Thursday, September 22, 2011

Of all the words to say...

    The other day I was working the back half of a rescue shift at one of our out stations. It was looking as though we were going to end up with a "no hitter". In other words, no calls. Our one and only call was about 10 hours into the shift at 0400. Of course it was. Why wouldn't be?
     So my partner and I are dispatched priority one for a "man down". Don't get too excitied. That could be everything from a cough to a cardiac arrest. Usually they are something in between and they usually have medicare and want to be taken to the hospital. We are enroute to the location of the call when a little bit more information is given to us by that little black box that likes to tell us what to do. Apparently our pt has been lying in bed for an extended period of time (days) but is conscious and breathing. Great. We might as well down grade to a priority 3 at this point.
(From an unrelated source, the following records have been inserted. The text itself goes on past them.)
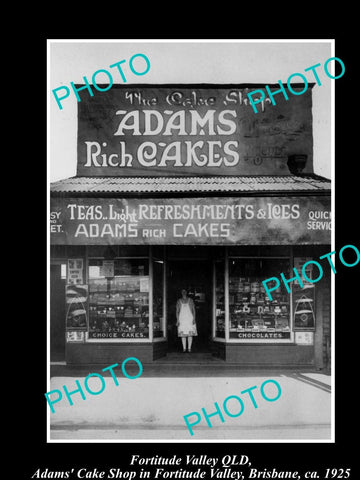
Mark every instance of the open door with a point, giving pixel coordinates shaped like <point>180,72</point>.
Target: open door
<point>195,276</point>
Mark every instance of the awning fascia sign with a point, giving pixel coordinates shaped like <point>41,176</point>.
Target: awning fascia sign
<point>191,221</point>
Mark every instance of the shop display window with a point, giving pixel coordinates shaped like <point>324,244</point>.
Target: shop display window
<point>220,299</point>
<point>252,314</point>
<point>119,298</point>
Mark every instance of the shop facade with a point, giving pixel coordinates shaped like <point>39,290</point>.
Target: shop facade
<point>185,187</point>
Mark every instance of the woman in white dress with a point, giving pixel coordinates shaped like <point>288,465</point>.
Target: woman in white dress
<point>185,316</point>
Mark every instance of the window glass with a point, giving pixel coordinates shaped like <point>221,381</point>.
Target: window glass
<point>252,314</point>
<point>119,298</point>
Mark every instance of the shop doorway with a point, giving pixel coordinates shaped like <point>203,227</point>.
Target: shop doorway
<point>196,277</point>
<point>57,313</point>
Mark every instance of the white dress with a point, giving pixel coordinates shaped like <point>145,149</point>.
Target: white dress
<point>186,327</point>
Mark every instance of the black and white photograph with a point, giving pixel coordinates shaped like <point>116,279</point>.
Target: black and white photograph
<point>191,241</point>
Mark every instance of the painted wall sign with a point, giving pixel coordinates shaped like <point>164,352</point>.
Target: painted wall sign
<point>183,130</point>
<point>246,221</point>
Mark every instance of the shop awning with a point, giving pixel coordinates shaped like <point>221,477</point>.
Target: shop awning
<point>260,210</point>
<point>310,183</point>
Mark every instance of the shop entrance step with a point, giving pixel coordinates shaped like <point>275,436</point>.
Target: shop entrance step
<point>188,358</point>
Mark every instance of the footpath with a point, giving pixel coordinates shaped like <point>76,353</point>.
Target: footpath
<point>152,407</point>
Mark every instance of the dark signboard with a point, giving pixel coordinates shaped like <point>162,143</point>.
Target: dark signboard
<point>260,335</point>
<point>184,130</point>
<point>222,221</point>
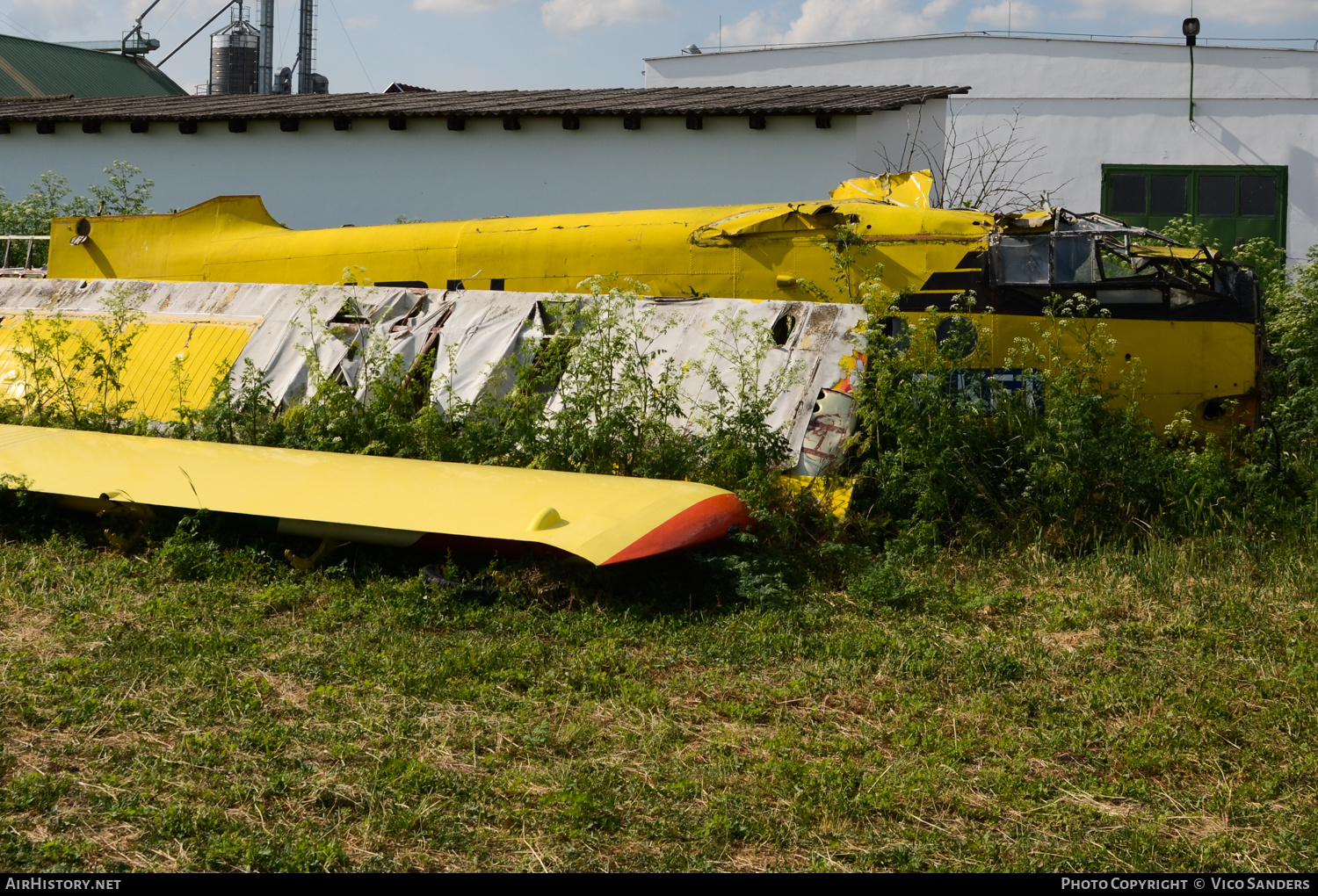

     Upon arrival we find the typical disheveled house with way too much um...stuff all over the place that is an all too common setting for a majority of our calls in the area. Or pt is indeed conscious and has been in the same place for at least 12 hours. However, this pt was not answering questions and appeared confused. So we do the typical ALS assessment stuff. ECG, BP, SPO2, CBG, and so on. Turns out the pt was tachycardic (135 bpm) and borderline hypotensive (90ish/60ish) and was breathing about 30/min. Oh and the sugar was normal. Now these findings as well as environment this pt was in supported the idea that they were indeed lying in bed for about a day or more. Also upon further investigation, the pt is a chronic abuser of ETOH and it usually exacerbates bouts of pancreatitis. But the pt has yet to say a word to me other than a few mumbling of what I am certain were requests to turn on the Tivo'd NASCAR race.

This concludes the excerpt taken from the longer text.